What is Continuous Monitoring (for developers)?

This is a guest post written for the Computer Weekly Developer Network by Eran Kinsbruner in his role as chief evangelist for Perfecto. 

Acquired by Clearlake Capital-backed Perforce in October 2018, Perfecto is a specialist in cloud-based automated mobile and web application test software solutions.

Kinsbruner reminds us that in the era of Agile and DevOps, organisations have to accelerate the delivery of value [through working, valuable, effective, productive software] to their customers — and they need to do it quickly and at high-quality. 

The upshot – or direct corollary – of this reality is that implementing continuous testing processes and reducing the number of software iterations has become more essential.

Put simply, this also drives a clear need for continuous monitoring.

Kinsbruner writes as follows…

The Continuous Monitoring (CM) phase of the DevOps cycle is one of the most important because it continuously delivers real customer feedback from production back to the developers’ workstations.

This provides valuable end-user experience feedback from the app.

Developers implement continuous monitoring (often named Application Performance Management – APM) through either synthetic monitoring or Real User Monitoring (RUM).

Synthetic monitoring

Synthetic monitoring is when the team builds a ‘production-like’ environment that mimics the production environment as closely as possible.

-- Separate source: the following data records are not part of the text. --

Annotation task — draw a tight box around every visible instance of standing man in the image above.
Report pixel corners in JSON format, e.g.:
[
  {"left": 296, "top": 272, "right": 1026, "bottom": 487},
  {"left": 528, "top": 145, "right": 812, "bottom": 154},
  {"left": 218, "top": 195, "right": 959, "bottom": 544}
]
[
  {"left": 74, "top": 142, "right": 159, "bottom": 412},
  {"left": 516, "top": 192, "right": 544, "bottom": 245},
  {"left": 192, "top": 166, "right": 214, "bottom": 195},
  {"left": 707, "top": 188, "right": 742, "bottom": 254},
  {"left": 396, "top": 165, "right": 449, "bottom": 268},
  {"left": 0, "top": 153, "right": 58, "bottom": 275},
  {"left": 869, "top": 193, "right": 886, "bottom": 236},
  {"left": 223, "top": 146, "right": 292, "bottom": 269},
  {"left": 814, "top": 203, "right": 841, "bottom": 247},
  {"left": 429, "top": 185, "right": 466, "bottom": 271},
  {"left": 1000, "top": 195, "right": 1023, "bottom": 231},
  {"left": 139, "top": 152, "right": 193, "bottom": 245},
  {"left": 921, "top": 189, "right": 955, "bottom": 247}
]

Against this environment, developers execute test automation code (through the scheduler) that is connected to an alerting dashboard e.g. Splunk.

The main disadvantage of this method is that this, by design, is a ‘synthetic’ rather than ‘real user’ environment.

This can result in issues being missed, particularly in mobile apps that are specific to unique devices and environmental conditions.

RUM

Continuous monitoring via RUM is done via an SDK or an agent that is a piece of code bundled within the application in production.

This code continuously sends metrics and other important properties from the app back to the monitoring dashboards.

The advantage of this method is the unlimited coverage that developers get from the real user environment.

The risks include security – as this code acts like a backdoor from the app to the developers’ machines, reduced application performance due to the additional payload added to the app transactions by the SDK… and compliance with global regulations such as privacy.

Triggered CI jobs

With both approaches, DevOps teams automate key business transactions that are executed through triggered CI jobs – a few times a day or even hourly.

If an anomaly appears in the results of the continuous monitoring tests, an alert is thrown and sent back to a monitoring dashboard notifying developers about its severity and in some cases the root-cause of the incident.

They also enable Dev and Ops teams to tune their production environment during peak usage and / or other unique market events.